Addormentata tra le sponde del secondo fiume continentale, Bratislava non possiede l’aura di magia che pervade le vicine capitali. Figlia di un dio minore, provincia di un impero scomparso da oltre un secolo. Con un sottile fardello di inferiorità che si trascina da sempre, sotto lo sguardo ricco d’appeal di Praga e Budapest. Anche sfogliando le ingiallite pagine della storia dello sport locale, si ha come l’impressione di una narrazione scarna. Eppure, nascosta tra le pieghe del Novecento, si staglia la figura di un mistero. Un calciatore che ha attraversato in silenzio il Secolo Breve per sessant’anni. Anche se, per molti non sembra neppure esistito.
Ancora oggi, è il miglior marcatore di tutti i tempi della squadra per cui ha quasi sempre militato. Togliendosi il lusso di segnare la prima, storica, rete della sua nazionale. Di lui, però, non vi è traccia nella città dove è nato e vissuto sino ai suoi ultimi giorni. L’enigma in persona si chiama Jan Arpas. Un arcano. Un fantasma del pallone danubiano, accalcato tra statistiche record e un ambiguo passato. Soggetto perfetto per una spy story sullo sfondo di un campo da calcio, in un racconto che affonda le sue radici negli ultimi scampoli dell’Impero Austro-Ungarico.
Novembre 1917. Il Primo conflitto mondiale sta dissanguando l’Europa e con lei il regno degli Asburgo. Nell’allora Pressburg nasce Arpas. A molti, anche da queste parti, il nome non dice nulla. Un’ombra indecifrabile. Silente e roboante. Che lambisce, al crepuscolo della carriera, anche la nostra Serie A. Gioca sin da ragazzo nello Slovan, mettendo a segno 151 gol in 166 partite. A 21 anni, stabilisce un altro record del pallone nazionale. Tra le mura amiche dello stadio Pasienky, realizza il primo gol della neonata selezione, nel 2-0 alla Germania. I tifosi festeggiano, eppure nell’aria si respira una strana atmosfera. È il pomeriggio del 27 agosto 1939. La Storia è destinata a cambiare nel giro di pochi giorni.

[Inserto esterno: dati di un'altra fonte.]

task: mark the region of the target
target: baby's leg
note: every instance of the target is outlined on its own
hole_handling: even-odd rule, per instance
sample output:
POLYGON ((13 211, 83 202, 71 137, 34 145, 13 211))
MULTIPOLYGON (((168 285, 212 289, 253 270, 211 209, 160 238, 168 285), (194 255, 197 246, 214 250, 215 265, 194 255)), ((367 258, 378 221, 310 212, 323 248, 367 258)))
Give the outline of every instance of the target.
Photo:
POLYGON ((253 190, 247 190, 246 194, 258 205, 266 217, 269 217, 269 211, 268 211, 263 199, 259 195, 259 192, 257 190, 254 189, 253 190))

Alle 4 del mattino del 1 settembre, le truppe naziste danno il via all’invasione della Polonia. Invasione alla quale prenderanno parte anche circa 50mila soldati slovacchi. Membri di uno stato fantoccio, stretto nell’abbraccio mortale del Terzo Reich.
Quando la guerra finisce e il presidente collaborazionista Jozef Tiso viene condannato a morte, la vita ritorna lentamente alla normalità. Lo sport diventa il collante per riannodare i fili di un’esistenza per chi è sopravvissuto alle bombe. Nulla, però, può tornare come prima, e anche il calcio ne risente. Il football della Mitteleuropa, che rotola da Vienna a Belgrado, non è più l’ombelico del mondo. Si vive ormai di romantiche fascinazioni del passato, mentre il cuore pulsa nello Stivale. A Torino impazza la squadra più forte del nostro calcio, i granata di Capitan Valentino. I primi, veri, galacticos. Vincono campionati a ripetizione. Il carisma di Mazzola, che da solo incuteva quel timore reverenziale simbolo dei grandissimi. Il “miedo escenico”, allora di proprietà del Filadelfia e non dell’erba di Chamartin.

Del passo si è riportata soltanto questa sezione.